South America river cruises

South America River Cruising

River cruises in South America offer a wide variety of experiences showcasing the natural beauty and diversity of the continent, from the glacial landscapes of Argentina to the heart of the Amazon rainforest.
The Amazon Basin is home to more than one third of the world's animal species, and a cruise along this mighty river offers plenty of opportunities to spot colourful macaws, monkeys and pink and grey river dolphins in their natural habitat.
If you prefer to stay closer to civilisation, take a cruise of the waterways of the Orinoco Delta or combine your river cruise with a sailing trip around Cape Horn.

Destination Overview

  • Currency - all South American countries use independent currencies apart from Ecuador, which uses the US Dollar. The dollar is widely accepted as a secondary currency across the continent and may even be withdrawn from ATMs as an alternative to the local currency.
  • Population - South America is home to 387.5 million people, the vast majority living in its largest country Brazil (201 million) followed by Colombia (47.1 million), Argentina (41.4 million) and Peru (30.5 million). Most people live in major cities, though even remote regions of the Amazon Rainforest are home to native tribes.
  • Language - Brazil's huge population makes Portuguese the most widely spoken language, but Spanish is the common tongue of Argentina, Bolivia, Chile, Colombia, Ecuador, Paraguay, Peru, Uruguay and Venezuela. English is learned in schools and most younger people will be fluent to some degree.
  • Time Zone - Colombia, Ecuador and Peru are 5 hours behind Coordinated Universal Time (UTC-5), as is the westernmost part of Brazil. Continental Brazil spans several time zones, from UTC-5 to UTC-3 in the capital.
  • Weather - South America's climate ranges from tropical to sub-arctic depending on the location and terrain. The Amazon Basin has a hot and wet climate suitable for rainforest growth, with the highest rainfall occurring between December and May.

Did you know..?

The Amazon was the longest river in the world without any bridges until 2011, when a 3.6-kilometre bridge was constructed over the Rio Negro branch of the river. Prior to that time bridges were deemed unnecessary as most of the river’s length passes through uninhabited rainforest rather than cities.

Who goes there?

Aqua Expeditions specialises in eco-friendly cruises of the Amazon, and SeaDream Yacht Club offers exclusive luxury cruises of the Upper Amazon region.
Several cruise lines combine cruises of the Amazon or Orinoco with other popular destinations. Regent Seven Seas Cruises combines the Amazon with cruises around Cape Horn and the Panama Canal.

Best time to go?

Ideal conditions for river cruises vary between regions, but the Amazon is suitable for cruises all year round. Cruising in the dry season between June and November will offer access to inland jungle trails that are prone to flooding at other times of the year, but the likelihood of seeing rare species of migratory birds and river dolphins is greater in the wet season from December to May.
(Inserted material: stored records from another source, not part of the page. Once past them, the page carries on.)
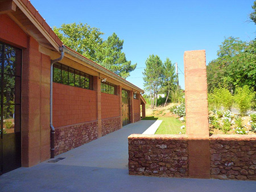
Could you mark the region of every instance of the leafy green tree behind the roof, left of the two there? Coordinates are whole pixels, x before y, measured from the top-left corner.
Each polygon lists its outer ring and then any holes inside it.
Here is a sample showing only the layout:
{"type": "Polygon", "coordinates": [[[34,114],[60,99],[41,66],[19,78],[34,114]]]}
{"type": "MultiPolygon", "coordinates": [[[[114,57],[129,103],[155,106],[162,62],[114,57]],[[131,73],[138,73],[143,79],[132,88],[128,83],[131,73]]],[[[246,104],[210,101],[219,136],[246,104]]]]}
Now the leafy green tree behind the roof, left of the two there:
{"type": "Polygon", "coordinates": [[[90,60],[97,61],[96,52],[102,49],[103,32],[88,24],[62,24],[60,28],[53,27],[65,45],[84,55],[90,60]]]}

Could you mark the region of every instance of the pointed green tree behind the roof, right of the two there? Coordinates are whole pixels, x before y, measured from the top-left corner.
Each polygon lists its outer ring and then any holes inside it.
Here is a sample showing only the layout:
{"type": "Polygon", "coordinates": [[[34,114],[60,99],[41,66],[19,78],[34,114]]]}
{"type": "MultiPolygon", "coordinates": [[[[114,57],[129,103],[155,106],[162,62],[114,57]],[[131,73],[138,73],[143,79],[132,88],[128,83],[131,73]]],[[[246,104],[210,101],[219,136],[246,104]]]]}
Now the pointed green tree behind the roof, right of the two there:
{"type": "Polygon", "coordinates": [[[97,51],[97,60],[106,69],[118,74],[123,78],[130,76],[137,64],[131,65],[131,61],[127,61],[125,53],[122,52],[123,40],[113,33],[102,44],[102,49],[97,51]]]}

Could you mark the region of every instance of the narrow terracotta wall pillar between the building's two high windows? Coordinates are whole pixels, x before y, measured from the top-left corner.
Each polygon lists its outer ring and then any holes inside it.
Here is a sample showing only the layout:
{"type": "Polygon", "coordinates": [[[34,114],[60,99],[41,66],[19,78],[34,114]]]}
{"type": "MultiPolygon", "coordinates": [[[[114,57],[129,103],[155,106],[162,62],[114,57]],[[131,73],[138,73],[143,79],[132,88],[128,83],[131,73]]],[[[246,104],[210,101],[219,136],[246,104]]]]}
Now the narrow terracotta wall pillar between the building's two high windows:
{"type": "Polygon", "coordinates": [[[102,136],[101,127],[101,80],[98,76],[93,77],[93,90],[97,91],[97,119],[98,119],[98,137],[102,136]]]}

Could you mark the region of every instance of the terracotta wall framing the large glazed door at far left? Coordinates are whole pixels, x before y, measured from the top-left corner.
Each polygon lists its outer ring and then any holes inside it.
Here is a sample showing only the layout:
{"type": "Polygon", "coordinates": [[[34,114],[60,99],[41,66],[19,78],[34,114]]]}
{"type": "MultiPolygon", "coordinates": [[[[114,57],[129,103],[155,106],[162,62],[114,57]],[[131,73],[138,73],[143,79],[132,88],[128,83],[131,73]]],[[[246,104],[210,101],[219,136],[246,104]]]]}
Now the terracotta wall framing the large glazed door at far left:
{"type": "Polygon", "coordinates": [[[48,56],[39,44],[7,15],[0,15],[0,41],[22,49],[22,166],[32,166],[50,156],[48,56]]]}

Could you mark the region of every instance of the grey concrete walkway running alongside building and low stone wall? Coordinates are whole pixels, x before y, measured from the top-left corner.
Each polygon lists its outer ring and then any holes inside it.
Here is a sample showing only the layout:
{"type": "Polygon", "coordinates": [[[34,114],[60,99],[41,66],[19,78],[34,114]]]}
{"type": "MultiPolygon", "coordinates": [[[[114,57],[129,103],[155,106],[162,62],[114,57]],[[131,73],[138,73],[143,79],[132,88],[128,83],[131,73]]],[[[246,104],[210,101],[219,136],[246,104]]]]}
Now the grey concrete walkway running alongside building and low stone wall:
{"type": "Polygon", "coordinates": [[[142,133],[143,120],[43,162],[0,176],[0,191],[255,191],[255,181],[129,176],[127,136],[142,133]]]}

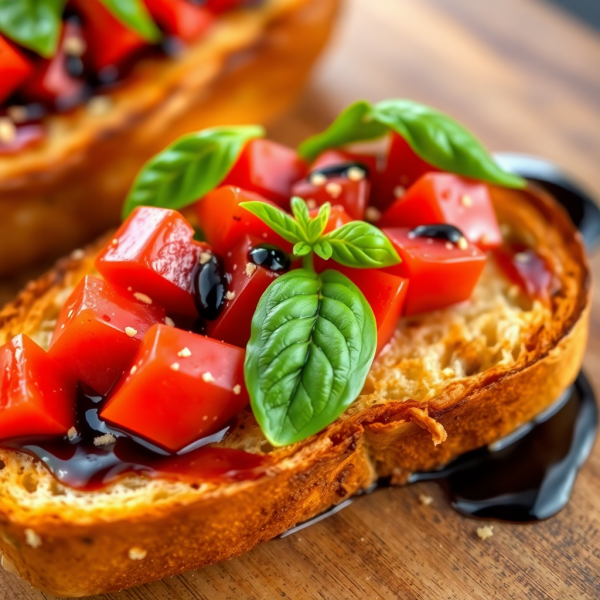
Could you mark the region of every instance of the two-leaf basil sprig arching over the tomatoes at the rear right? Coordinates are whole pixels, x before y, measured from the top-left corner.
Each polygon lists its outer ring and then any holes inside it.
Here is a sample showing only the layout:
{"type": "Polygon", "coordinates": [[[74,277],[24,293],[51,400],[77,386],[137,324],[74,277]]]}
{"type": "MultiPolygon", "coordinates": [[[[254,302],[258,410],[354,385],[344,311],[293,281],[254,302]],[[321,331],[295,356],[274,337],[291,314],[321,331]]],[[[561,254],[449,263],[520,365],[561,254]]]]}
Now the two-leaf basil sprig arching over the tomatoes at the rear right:
{"type": "Polygon", "coordinates": [[[526,185],[522,177],[504,171],[462,125],[410,100],[356,102],[324,132],[305,140],[299,151],[313,160],[327,148],[378,139],[389,131],[401,135],[418,156],[443,171],[505,187],[526,185]]]}

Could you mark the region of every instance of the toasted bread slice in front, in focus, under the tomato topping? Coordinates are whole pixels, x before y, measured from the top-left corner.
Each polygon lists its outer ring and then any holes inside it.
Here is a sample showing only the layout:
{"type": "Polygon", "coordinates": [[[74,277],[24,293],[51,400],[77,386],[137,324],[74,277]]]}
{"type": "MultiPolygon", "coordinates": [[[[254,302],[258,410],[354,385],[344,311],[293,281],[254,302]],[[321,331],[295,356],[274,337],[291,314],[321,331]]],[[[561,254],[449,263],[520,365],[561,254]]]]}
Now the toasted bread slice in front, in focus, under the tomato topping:
{"type": "MultiPolygon", "coordinates": [[[[236,556],[369,486],[403,483],[493,442],[546,409],[582,362],[589,273],[579,234],[545,193],[494,188],[506,236],[553,265],[549,304],[521,295],[492,261],[470,302],[403,319],[357,401],[318,435],[273,449],[252,414],[222,445],[270,453],[256,481],[190,486],[127,476],[100,492],[65,488],[1,451],[4,565],[61,596],[119,590],[236,556]]],[[[32,282],[0,314],[0,344],[47,345],[57,311],[93,271],[95,248],[32,282]]]]}

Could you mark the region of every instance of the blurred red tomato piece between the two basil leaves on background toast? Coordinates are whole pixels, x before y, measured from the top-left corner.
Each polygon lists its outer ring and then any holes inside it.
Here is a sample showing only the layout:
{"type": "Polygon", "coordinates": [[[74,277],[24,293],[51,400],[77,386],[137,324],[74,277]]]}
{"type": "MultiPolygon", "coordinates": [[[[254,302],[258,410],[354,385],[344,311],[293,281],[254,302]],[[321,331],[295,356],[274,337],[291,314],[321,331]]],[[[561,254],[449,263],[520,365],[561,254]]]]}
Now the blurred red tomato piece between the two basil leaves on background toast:
{"type": "Polygon", "coordinates": [[[125,27],[99,0],[71,0],[83,18],[89,59],[96,71],[119,67],[125,60],[148,46],[148,42],[125,27]]]}

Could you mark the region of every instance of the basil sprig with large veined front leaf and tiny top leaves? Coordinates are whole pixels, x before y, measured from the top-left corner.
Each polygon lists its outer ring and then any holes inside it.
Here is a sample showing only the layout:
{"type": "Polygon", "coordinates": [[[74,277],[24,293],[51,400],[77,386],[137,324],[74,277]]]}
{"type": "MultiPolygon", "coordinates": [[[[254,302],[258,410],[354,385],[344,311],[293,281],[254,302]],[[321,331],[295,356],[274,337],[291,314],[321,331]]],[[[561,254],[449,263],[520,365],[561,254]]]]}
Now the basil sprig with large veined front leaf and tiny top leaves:
{"type": "Polygon", "coordinates": [[[330,205],[311,218],[300,198],[295,219],[263,202],[243,206],[303,257],[261,297],[246,349],[245,380],[254,415],[274,446],[318,433],[354,402],[375,357],[377,326],[363,293],[339,271],[315,272],[313,252],[358,267],[400,261],[373,225],[354,221],[323,235],[330,205]]]}

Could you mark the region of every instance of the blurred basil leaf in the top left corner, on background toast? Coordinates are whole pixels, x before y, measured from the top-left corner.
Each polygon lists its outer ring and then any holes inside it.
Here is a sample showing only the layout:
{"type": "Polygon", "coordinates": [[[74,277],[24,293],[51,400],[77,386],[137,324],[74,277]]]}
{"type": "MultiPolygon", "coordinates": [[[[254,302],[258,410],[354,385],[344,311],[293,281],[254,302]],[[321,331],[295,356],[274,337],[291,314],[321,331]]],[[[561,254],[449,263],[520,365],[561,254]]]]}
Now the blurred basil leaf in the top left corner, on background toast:
{"type": "Polygon", "coordinates": [[[0,0],[0,33],[50,58],[56,52],[66,0],[0,0]]]}

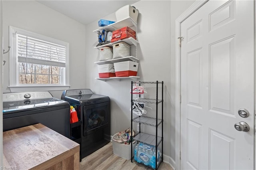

  • Pacaya-Samiria National Reserve - this rainforest region of the Upper Amazon in the heart of Peru has long been a favourite of adventure seekers. Hike through forest trails in the company of experienced guides and explore the Amazon's smaller waterways by canoe.
  • Canaima National Park - one of the world's largest national parks, this region in Venezuela is approximately the size of Belgium and is home to some of the world's most spectacular waterfalls. Take a cruise on the Caroni River to see the Aponguao and Kama Falls, with an irresistible side trip to the kilometre-high Angel Falls.
  • Orinoco Basin - the Orinoco divides into hundreds of smaller rivers in this immense wetland region, which is ripe for river cruises. Learn to capture perfect images of migratory birds and exotic wildlife with the help of a professional photographer, go fishing for piranhas and visit an indigenous Warao village.
  • Iquitos - the world's most isolated city, Iquitos is used as the start and end point for cruises of the Upper Amazon, but extending your stay in this unique city can be an eye-opening experience as you see how the locals have adapted to being cut off from the rest of the world by the rainforest.